Bull Sculpture Bombay Stock Exchange
Investor optimism over India elections may be misplaced. Reuters

Optimistic investors are returning to India's $1.2tn equity market, amid forecasts that the opposition Bharatiya Janata Party (BJP) will win elections and deliver a government that can revive economic growth from a decade low, but analysts advise caution.

Analysts want investors to tread with caution given that the current level of optimism does not correspond with the fundamentals of Asia's third-largest economy.

Investors are betting on the BJP's prime ministerial candidate Narendra Modi, who supervised annual economic growth of 10% as the head of the Gujarat state since 2001.

India's benchmark share average – the S&P BSE Sensex – has risen 7.04% this year.

However, any new government, "will have to do something dramatic to replicate the current [market] run-rate" post elections, Shubhada M Rao, senior president and chief economist, Yes Bank, told IBTimes UK.

The market rally is not "commensurate with the fundamentals of the [Indian] economy as yet," Rao said in a telephone interview.

"Investors [eyeing the Indian equity markets] should be more cautious than the current optimism suggests," said Miguel Chanco, India economist at Capital Economics.

"The most optimistic polls still see the BJP requiring coalition partners to form a government. Governing within a coalition is likely to mean that a BJP administration at the centre may face difficulties implementing far reaching reforms.

"In addition, we caution that the BJP is not entirely the free market stalwart it is often perceived and portrayed as. For example, it has opposed the entry of foreign investment in the multi-brand retail sector, which is a position it reiterated specifically in its manifesto for this election cycle," Chanco said in an e-mail to IBTimes UK.

"With these in mind, we think the current optimism is going too far, in our view, especially considering the recent heights the market has hit over the past few weeks.

"Apart from the uncertainty regarding the elections, it is worth remembering that India still has a lot of macro economic and business environment problems that are unlikely to be solved over night, such as high inflation, a high fiscal deficit, rigid labour laws, infrastructure deficits, etc," Chanco added.

"A strong coalition is a pre-requisite for investor confidence to build. That's a necessary condition. A performing government is a sufficient condition," said Rao.

"[India] needs result-oriented decision making. Performance and policy are essential for [investor] confidence to stay alive," she added.

"I still see 2014 as a year in which emerging market economies with large foreign borrowings like India's are vulnerable," said Bill Adams, senior international economist for the PNC Financial Services Group.

"From an international perspective, some of the change in sentiment toward Indian assets is probably related to the stabilisation, and now today, decline of US benchmark interest rates. Lower US interest rates increase the premium earned on Indian financial assets relative to assets seen by investors in industrial economies as risk free.

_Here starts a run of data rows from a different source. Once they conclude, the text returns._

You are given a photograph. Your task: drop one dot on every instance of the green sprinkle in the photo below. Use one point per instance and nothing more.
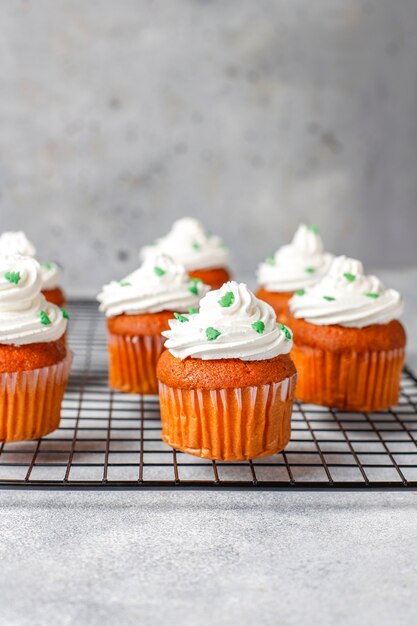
(286, 332)
(227, 300)
(159, 271)
(212, 333)
(258, 326)
(193, 289)
(12, 277)
(44, 318)
(181, 318)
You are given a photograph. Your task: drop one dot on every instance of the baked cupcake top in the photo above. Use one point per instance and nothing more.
(297, 265)
(347, 297)
(189, 244)
(159, 284)
(25, 316)
(16, 242)
(231, 324)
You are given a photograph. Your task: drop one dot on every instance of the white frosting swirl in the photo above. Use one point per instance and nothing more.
(16, 242)
(50, 276)
(243, 327)
(158, 285)
(299, 264)
(191, 246)
(348, 298)
(25, 316)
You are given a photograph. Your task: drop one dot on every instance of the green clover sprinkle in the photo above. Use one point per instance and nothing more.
(44, 318)
(258, 326)
(181, 318)
(286, 332)
(193, 289)
(12, 277)
(227, 300)
(212, 333)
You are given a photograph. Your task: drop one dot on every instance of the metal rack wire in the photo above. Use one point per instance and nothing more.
(109, 440)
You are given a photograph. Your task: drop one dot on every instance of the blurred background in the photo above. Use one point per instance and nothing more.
(119, 117)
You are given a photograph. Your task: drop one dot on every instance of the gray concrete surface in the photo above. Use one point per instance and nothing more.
(192, 558)
(118, 118)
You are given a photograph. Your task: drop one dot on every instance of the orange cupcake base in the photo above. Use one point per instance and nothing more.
(228, 424)
(212, 277)
(278, 301)
(133, 362)
(30, 401)
(354, 381)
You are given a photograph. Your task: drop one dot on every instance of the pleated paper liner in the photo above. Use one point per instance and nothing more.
(133, 362)
(228, 424)
(30, 401)
(354, 381)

"I expect US interest rates to turn a corner and rise again in the coming months, which would bring back the driver of Indian capital markets' 'awful August' of 2013," Adams said in an e-mail to IBTimes UK.

Modi has promised to boost investment if he takes power from South Asia's longest serving prime minister, Manmohan Singh.

Growth in India has dropped from a high of about 9.6% in the fiscal year 2006-07 to a decade low 4.5%.